Week 7 Haematology Flashcards
Key components of blood
Plasma = liquid component of blood (water 92%) (makes up 55% of blood)
Red blood cells = needed for transporting oxygen
Buffy coat =
Key functions of the blood
Transportation
•Oxygen and carbon dioxide
•Nutrients
•Hormones
•Heat and waste products
Regulation
•pH
•Body temperature
Water content of cells
Protection
Clotting
Immune response
Blood proteins
Formation of blood cells
The process by which the formed elements of the blood develop: Haematopoiesis.
•Sites of haematopoiesis vary according to stage of the life cycle:
Haematopoietic stem cells
Approximately 0.05-0.1% of cells in the bone marrow are haematopoietic stem cells.
•These cells are able to reproduce themselves, proliferate and differentiate into cells that give rise to blood cells.
•This process is essential as the formed elements of blood have a short half-life.
•Some stem cells can also form osteoblasts, chondroblasts and muscle cells, and are therefore important as a source of bone, cartilage and muscle tissue.
Red Blood Cells (RBCs)
Biconcave discs with a diameter of 7-8um
•Plasma membrane is strong and flexible – allows cells to squeeze through narrow blood capillaries.

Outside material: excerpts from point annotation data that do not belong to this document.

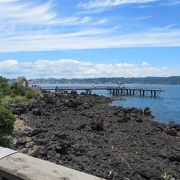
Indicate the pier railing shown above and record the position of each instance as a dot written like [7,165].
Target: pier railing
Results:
[114,90]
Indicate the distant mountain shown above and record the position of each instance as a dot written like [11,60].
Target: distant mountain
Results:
[173,80]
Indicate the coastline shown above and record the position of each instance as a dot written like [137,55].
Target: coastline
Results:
[85,133]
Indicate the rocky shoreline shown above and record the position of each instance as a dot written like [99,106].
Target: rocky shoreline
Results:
[85,133]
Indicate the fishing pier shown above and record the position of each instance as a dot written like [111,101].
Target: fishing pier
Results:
[114,90]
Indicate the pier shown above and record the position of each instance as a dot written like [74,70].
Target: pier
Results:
[114,90]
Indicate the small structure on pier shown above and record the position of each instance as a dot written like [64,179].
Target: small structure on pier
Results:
[22,81]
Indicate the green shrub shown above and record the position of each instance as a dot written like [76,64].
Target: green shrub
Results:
[7,120]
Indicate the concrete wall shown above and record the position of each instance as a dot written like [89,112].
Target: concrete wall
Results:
[18,166]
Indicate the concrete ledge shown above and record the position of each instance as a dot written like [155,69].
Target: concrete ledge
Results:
[19,166]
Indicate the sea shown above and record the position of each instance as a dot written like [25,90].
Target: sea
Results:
[165,107]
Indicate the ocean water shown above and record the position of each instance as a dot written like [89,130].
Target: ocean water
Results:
[164,108]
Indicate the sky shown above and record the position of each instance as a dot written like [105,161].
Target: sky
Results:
[89,38]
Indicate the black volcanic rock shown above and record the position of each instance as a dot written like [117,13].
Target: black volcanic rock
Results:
[85,133]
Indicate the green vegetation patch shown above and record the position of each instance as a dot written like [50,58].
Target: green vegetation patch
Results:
[7,120]
[9,93]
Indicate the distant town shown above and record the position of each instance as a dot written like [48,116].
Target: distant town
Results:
[173,80]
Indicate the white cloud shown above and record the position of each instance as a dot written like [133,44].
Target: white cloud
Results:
[90,39]
[69,68]
[110,3]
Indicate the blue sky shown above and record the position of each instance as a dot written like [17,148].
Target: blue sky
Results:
[89,38]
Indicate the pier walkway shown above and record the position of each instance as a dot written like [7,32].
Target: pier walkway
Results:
[114,90]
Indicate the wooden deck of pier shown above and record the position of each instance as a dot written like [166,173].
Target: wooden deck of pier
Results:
[114,90]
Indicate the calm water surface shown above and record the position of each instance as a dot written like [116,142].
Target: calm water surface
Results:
[165,108]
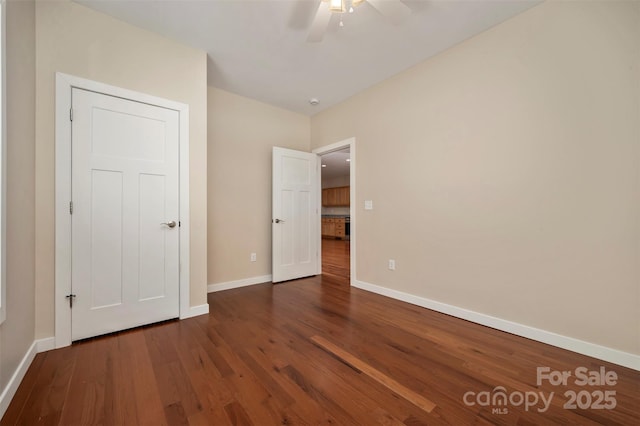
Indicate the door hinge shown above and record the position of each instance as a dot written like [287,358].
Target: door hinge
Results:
[70,297]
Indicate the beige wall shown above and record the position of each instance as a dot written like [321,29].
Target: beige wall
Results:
[17,332]
[241,134]
[76,40]
[514,160]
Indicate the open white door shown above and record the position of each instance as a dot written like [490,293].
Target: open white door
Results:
[296,217]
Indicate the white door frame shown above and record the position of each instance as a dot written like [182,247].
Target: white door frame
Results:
[64,84]
[351,144]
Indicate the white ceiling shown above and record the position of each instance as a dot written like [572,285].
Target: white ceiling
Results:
[336,164]
[258,48]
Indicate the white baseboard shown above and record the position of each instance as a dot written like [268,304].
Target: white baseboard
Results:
[590,349]
[194,311]
[43,345]
[211,288]
[12,386]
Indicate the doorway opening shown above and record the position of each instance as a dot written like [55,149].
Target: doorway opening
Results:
[337,181]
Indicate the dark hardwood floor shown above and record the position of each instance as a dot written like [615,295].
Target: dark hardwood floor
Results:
[313,351]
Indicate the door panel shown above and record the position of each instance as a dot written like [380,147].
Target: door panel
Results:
[125,262]
[295,214]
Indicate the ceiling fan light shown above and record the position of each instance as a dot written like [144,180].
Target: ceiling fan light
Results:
[337,6]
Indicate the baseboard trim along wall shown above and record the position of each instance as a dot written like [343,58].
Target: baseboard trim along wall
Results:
[211,288]
[10,390]
[590,349]
[194,311]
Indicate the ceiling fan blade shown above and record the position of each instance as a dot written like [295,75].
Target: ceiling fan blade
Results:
[319,24]
[394,10]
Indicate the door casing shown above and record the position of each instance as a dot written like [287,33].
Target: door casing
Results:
[64,84]
[351,144]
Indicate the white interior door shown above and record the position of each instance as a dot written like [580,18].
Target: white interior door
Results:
[125,230]
[295,214]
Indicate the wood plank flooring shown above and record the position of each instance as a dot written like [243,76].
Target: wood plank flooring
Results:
[312,351]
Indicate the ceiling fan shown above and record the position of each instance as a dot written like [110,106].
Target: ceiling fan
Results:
[394,10]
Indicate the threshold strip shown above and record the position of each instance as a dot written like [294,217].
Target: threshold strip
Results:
[386,381]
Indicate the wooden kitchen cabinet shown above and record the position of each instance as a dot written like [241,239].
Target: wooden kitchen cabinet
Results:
[336,197]
[333,227]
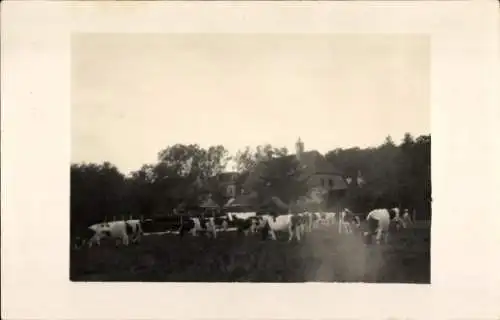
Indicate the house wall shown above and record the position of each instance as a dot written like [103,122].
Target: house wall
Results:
[326,181]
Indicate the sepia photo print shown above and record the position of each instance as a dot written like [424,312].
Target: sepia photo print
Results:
[250,158]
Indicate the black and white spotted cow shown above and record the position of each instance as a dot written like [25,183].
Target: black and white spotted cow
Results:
[196,224]
[123,231]
[379,223]
[272,223]
[245,222]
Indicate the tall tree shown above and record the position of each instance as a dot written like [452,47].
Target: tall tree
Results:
[281,177]
[247,158]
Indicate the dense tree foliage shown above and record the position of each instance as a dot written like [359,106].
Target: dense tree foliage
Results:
[187,174]
[393,175]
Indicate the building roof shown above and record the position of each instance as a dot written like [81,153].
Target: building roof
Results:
[242,200]
[209,203]
[312,162]
[273,204]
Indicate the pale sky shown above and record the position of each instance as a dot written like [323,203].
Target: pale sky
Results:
[133,95]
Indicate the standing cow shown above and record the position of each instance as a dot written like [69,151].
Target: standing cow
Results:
[379,222]
[196,224]
[245,222]
[270,224]
[123,230]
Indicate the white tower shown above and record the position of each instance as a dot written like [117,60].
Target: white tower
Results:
[299,148]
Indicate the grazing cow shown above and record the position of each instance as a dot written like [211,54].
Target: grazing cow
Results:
[195,224]
[345,219]
[330,218]
[378,223]
[122,230]
[245,222]
[406,221]
[270,224]
[221,223]
[313,220]
[302,223]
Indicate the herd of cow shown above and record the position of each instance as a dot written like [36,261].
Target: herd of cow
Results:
[377,223]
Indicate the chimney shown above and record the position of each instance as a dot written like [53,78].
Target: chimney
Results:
[299,148]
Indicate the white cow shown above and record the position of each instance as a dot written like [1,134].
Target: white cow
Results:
[287,222]
[244,221]
[196,224]
[311,220]
[379,221]
[345,221]
[406,220]
[330,218]
[121,230]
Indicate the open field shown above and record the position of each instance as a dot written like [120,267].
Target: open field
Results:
[323,255]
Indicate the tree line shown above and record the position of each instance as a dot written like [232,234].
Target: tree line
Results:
[390,174]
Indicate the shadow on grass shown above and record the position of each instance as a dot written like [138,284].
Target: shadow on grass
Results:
[323,255]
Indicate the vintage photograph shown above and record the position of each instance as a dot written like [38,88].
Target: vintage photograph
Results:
[250,158]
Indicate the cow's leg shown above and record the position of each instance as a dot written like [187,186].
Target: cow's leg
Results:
[272,233]
[297,233]
[290,232]
[379,235]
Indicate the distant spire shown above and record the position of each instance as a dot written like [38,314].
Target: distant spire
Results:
[299,148]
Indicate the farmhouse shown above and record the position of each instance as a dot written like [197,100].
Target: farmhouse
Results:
[320,174]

•Glycolipids present in plasma membrane, called antigens, which account for different blood groups.
•No nucleus or other organelles
•Cannot reproduce or carry out extensive metabolic activities
•To maintain normal levels of RBCs, new mature cells must enter the circulation at a rate of 2 million per second!
•Haemoglobin found in cytoplasm of RBCs and constitute approx. 33% of cell weight.
Physiology of RBCs
Highly specialised for oxygen transport:
•All internal space available for 02 transport as no nucleus
•Lack mitochondria and generate ATP anaerobically so do not use up 02
•Large surface area for diffusion of gas molecules
Little dimple
Other functions of RBCs
Transportation of carbon dioxide
•Hb carries approx. 23% of total carbon dioxide in the body
•Carbon dioxide binds to amino acids in the globin part of Hb as blood travels through capillaries
•A blood flows through the lungs, the carbon dioxide is released and then exhaled.

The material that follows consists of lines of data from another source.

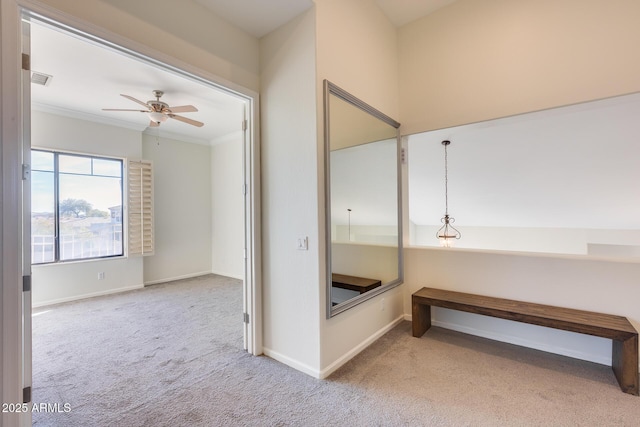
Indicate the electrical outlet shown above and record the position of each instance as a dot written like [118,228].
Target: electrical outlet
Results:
[303,243]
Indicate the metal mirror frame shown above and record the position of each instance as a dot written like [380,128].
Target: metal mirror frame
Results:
[332,89]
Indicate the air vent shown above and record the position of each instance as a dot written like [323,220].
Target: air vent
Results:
[40,78]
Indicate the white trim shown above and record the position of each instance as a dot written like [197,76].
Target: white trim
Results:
[10,214]
[233,276]
[181,277]
[85,296]
[357,349]
[291,362]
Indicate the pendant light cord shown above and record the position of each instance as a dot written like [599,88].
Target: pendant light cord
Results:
[446,179]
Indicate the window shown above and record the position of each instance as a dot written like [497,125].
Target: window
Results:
[141,238]
[76,207]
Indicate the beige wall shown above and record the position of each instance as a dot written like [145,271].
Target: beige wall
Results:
[357,50]
[476,60]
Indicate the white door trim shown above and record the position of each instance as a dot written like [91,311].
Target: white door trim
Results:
[11,138]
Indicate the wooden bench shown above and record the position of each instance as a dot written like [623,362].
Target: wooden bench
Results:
[354,283]
[617,328]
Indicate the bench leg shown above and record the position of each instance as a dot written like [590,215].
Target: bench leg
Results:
[625,364]
[420,319]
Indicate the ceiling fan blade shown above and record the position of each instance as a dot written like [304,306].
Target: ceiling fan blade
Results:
[120,109]
[183,109]
[186,120]
[135,100]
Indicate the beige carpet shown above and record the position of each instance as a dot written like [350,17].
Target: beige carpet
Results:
[170,355]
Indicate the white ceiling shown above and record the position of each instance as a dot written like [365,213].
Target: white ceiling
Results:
[260,17]
[87,78]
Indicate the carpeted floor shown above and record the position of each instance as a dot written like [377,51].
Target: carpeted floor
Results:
[171,355]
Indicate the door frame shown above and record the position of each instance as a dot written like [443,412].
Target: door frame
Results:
[14,114]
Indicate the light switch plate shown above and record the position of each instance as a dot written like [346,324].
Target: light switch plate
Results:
[303,243]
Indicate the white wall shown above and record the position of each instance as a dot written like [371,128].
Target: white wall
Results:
[524,56]
[357,50]
[182,209]
[607,287]
[472,61]
[227,206]
[576,241]
[66,281]
[292,289]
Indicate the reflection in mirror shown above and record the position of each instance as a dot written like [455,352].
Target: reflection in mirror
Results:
[362,198]
[561,181]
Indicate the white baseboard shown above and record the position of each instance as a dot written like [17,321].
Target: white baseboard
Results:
[171,279]
[291,362]
[233,276]
[338,363]
[364,344]
[85,296]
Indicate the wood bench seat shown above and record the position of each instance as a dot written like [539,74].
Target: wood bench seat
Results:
[617,328]
[354,283]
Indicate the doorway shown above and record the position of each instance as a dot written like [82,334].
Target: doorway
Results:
[247,135]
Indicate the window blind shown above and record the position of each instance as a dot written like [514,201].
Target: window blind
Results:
[140,179]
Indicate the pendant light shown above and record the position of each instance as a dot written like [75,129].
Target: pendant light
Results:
[447,233]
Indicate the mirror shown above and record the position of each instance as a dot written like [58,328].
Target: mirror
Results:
[363,209]
[560,181]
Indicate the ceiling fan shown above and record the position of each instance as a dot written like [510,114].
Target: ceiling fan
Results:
[159,111]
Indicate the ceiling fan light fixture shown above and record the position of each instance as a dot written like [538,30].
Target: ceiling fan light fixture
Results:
[157,117]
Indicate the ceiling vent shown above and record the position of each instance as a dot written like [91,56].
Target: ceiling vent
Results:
[40,78]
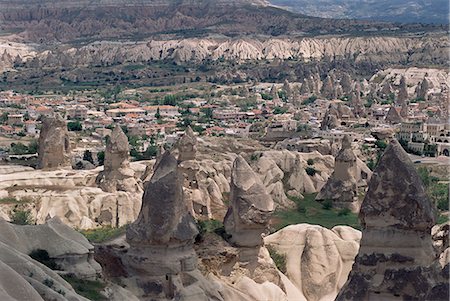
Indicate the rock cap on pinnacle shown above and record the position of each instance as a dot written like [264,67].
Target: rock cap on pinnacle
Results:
[396,196]
[164,217]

Regulation of blood flow and blood pressure
•Nitric Oxide (NO), produced by endothelial cells lining blood vessels, can bind to Hb.

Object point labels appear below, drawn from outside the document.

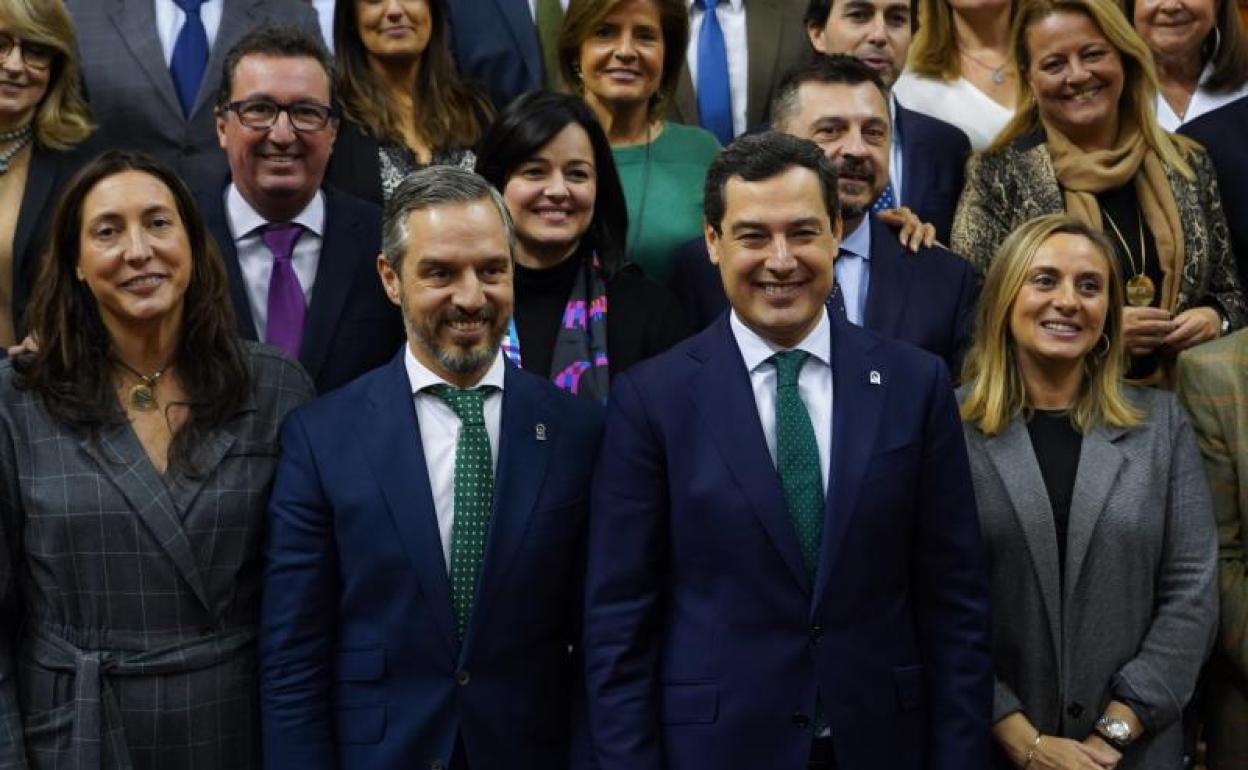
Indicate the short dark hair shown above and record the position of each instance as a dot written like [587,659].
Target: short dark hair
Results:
[839,69]
[524,126]
[73,370]
[282,41]
[761,156]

•NO causes vasodilation which improves blood flow and enhances oxygen delivery
The role of carbonic anhydrase
•RBCs contain an enzyme called carbonic anhydrase.
•Carbonic anhydrase catalyses the conversion of carbon dioxide and water into carbonic acid, which then dissociates into H+ and HC03-
Co2 + water >-< carbonic acid <-> hydrogen ion + Bicarbonate ion
•This allows 70% of carbon dioxide to be transported in the plasma in the form of HC03-.
•Reaction also serves to act as a buffer in the extracellular fluid.
The life cycle of RBCs
RBCs survive for approx. 120 days due to damage to plasma membranes from moving through narrow capillaries.
•RBCs become increasingly fragile with age and more prone to rupture.
•RBCs cannot synthesise new components to repair damage due to a lack of nucleus and other organelles.
•RBC breakdown occurs in the liver and spleen, with breakdown products being recycled and reused in a number of other processes.
Normally formation and destruction of red blood cells occur at the same pace
Formation of RBCs: Erythropoiesis
1.Begins in the bone marrow with a precursor cell.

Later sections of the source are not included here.